Baseball positions – Wikipedia

When it comes to the sport of baseball, each of the nine players on a team is allocated to a certain fielding position when it comes time for them to defend their team. For the purpose of keeping score, each position traditionally has a number assigned to it, which is used by the official scorer: 1 for the pitcher, 2 for the catcher, 3 for the first baseman, 4 for the second baseman, 5 for the third baseman, 6 for shortstop, 7 for left fielder, 8 for center fielder, and 9 for third baseman (right fielder).

The pitcher and the catcher, on the other hand, are highly specialized positions and will rarely play at other positions.

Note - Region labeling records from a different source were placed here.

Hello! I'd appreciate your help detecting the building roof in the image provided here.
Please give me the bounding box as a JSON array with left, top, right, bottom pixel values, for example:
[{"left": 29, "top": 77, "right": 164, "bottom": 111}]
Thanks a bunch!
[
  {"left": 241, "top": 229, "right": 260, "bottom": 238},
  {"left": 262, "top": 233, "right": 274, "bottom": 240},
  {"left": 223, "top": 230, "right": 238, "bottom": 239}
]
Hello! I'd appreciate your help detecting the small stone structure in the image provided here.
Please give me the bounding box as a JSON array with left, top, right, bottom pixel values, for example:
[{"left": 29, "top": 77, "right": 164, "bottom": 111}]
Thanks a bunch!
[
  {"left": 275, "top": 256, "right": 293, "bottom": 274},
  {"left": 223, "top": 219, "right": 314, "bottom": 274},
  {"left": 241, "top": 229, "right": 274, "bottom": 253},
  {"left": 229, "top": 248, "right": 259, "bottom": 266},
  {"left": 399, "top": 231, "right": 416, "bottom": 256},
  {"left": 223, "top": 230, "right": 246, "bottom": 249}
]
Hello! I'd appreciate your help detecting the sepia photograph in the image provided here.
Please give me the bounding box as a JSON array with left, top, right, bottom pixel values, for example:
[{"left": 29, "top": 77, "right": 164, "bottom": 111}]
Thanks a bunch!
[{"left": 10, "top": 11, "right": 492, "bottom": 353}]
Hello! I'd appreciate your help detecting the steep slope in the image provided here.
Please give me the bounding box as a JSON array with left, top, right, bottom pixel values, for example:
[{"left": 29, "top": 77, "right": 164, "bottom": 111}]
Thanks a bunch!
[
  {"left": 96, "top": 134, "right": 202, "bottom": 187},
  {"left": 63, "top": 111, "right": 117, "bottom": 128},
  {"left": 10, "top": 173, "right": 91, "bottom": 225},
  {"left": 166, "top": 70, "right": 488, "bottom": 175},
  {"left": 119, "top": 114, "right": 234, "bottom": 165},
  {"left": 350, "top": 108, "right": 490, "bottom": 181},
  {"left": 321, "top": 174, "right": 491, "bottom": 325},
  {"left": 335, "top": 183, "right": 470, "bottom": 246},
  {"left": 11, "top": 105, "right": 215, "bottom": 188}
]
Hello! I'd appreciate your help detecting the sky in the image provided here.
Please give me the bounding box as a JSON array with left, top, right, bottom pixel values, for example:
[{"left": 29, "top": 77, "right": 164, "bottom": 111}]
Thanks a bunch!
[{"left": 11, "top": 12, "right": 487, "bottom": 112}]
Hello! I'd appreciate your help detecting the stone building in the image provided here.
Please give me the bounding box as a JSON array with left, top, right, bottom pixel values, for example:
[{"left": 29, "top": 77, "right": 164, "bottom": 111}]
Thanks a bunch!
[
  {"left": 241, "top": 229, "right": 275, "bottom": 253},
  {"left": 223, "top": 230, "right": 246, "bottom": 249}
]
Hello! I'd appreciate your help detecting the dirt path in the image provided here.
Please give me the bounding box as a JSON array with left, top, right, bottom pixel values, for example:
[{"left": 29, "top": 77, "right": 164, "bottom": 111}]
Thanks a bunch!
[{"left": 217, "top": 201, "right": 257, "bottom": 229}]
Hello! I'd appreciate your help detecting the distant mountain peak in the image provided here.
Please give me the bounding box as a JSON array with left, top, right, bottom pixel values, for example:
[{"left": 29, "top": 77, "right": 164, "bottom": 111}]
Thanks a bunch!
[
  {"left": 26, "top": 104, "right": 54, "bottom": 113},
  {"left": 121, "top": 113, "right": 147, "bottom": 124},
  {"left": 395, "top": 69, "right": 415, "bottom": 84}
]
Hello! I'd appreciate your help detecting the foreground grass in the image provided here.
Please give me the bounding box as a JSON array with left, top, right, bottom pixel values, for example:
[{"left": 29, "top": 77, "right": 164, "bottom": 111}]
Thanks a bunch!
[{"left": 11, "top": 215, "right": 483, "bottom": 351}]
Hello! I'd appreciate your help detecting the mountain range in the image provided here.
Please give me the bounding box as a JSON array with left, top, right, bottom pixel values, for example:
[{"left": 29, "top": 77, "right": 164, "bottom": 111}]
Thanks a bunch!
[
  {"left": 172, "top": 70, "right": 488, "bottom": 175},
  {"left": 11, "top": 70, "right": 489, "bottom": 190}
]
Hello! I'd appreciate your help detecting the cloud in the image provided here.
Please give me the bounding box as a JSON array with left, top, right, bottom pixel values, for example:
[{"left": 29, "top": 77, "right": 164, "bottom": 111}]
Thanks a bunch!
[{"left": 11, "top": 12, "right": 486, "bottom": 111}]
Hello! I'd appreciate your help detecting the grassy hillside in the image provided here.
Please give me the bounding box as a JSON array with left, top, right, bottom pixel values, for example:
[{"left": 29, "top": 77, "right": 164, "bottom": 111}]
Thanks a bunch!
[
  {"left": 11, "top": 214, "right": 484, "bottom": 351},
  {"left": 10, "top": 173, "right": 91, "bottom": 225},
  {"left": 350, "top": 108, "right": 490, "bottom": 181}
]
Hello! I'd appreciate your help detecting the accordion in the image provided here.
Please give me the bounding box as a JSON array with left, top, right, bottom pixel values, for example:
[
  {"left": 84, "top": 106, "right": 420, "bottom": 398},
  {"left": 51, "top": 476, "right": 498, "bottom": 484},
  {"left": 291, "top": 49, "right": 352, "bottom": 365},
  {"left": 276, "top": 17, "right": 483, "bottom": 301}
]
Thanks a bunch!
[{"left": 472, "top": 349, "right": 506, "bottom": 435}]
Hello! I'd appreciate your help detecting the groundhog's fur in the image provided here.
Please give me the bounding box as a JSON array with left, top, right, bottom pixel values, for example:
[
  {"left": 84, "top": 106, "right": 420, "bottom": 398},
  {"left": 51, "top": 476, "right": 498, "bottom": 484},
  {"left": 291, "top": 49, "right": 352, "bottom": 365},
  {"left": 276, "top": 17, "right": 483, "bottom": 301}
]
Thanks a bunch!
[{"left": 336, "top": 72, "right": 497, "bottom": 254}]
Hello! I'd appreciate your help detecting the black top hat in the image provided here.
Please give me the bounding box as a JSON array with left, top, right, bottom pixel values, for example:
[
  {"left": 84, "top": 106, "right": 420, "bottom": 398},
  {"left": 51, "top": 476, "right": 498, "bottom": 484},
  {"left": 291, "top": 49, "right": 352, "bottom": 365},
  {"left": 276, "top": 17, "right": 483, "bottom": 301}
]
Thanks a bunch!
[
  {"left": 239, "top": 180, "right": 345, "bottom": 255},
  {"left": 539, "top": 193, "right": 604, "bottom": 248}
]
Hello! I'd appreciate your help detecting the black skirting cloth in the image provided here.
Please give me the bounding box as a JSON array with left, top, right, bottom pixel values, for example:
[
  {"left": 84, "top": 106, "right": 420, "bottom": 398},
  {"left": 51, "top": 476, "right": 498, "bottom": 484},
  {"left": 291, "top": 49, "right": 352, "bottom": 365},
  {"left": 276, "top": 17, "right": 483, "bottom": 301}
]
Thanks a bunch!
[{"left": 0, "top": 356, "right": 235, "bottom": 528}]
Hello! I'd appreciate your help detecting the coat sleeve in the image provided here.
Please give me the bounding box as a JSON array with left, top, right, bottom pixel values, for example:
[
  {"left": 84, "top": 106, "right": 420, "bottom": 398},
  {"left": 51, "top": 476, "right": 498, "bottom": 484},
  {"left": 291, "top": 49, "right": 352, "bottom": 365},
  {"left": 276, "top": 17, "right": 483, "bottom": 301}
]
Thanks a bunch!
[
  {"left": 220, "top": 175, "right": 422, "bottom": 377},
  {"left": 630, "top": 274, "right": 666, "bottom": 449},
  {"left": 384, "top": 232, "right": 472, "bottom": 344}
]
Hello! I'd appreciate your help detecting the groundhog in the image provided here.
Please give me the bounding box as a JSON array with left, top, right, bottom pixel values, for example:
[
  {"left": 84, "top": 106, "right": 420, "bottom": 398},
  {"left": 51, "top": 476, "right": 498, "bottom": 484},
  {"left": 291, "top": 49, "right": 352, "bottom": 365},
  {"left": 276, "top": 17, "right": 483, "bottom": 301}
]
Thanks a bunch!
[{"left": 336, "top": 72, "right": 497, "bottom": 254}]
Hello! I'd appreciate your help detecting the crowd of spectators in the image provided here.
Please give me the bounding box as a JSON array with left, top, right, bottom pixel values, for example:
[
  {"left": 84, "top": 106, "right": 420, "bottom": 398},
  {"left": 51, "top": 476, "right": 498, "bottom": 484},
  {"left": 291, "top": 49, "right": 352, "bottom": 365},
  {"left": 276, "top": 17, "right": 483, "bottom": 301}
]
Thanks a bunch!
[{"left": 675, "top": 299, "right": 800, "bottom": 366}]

In order to put out batters, fielders must be adept at catching batted balls before they bounce. They must also be able to create opportunities to prevent the advance of other runners and put them out as they do. The ability to throw the ball is also important, as many plays in the game rely on one fielder collecting the hit ball and throwing it to another fielder who, while holding the ball in their hand or glove, touches either a runner or the base to which they are forced to run in order to record an out.

Fielders frequently have to run, dive, and slide a great deal in the process of reaching, stopping, and retrieving a hit ball, as well as setting themselves up to transfer the ball, all with the goal of transferring the ball as quickly as possible to another fielder at the other end of the field.

In certain game situations, fielders may have different responsibilities than they have in other situations.

A team’s outfielders are responsible for avoiding home runs by reaching over the fence (and even climbing the wall) to collect fly balls that are catchable.

Infielders are the ones who are often in charge of handling plays that entail tagging a base or a runner on base. Because they are the ones who handle the ball when it is not hit, the pitcher and catcher have specific duties when it comes to preventing base stealing in baseball.

Other roles

A standard stance in baseball is defined by nine standards that are regulated more by experience and conventional practice than by the rules themselves. Pitcher, catcher, first baseman, second baseman, third baseman, shortstop, left fielder, center fielder, and right fielder are the positions on the field. Aside from these positions, there are other specialized responsibilities such as designated hitters, pinch hitters and pinch runners. Despite the fact that there are no standards for placement, the positions have become so standardized that any alteration in a player’s position that is more than a tiny shift is considered significant.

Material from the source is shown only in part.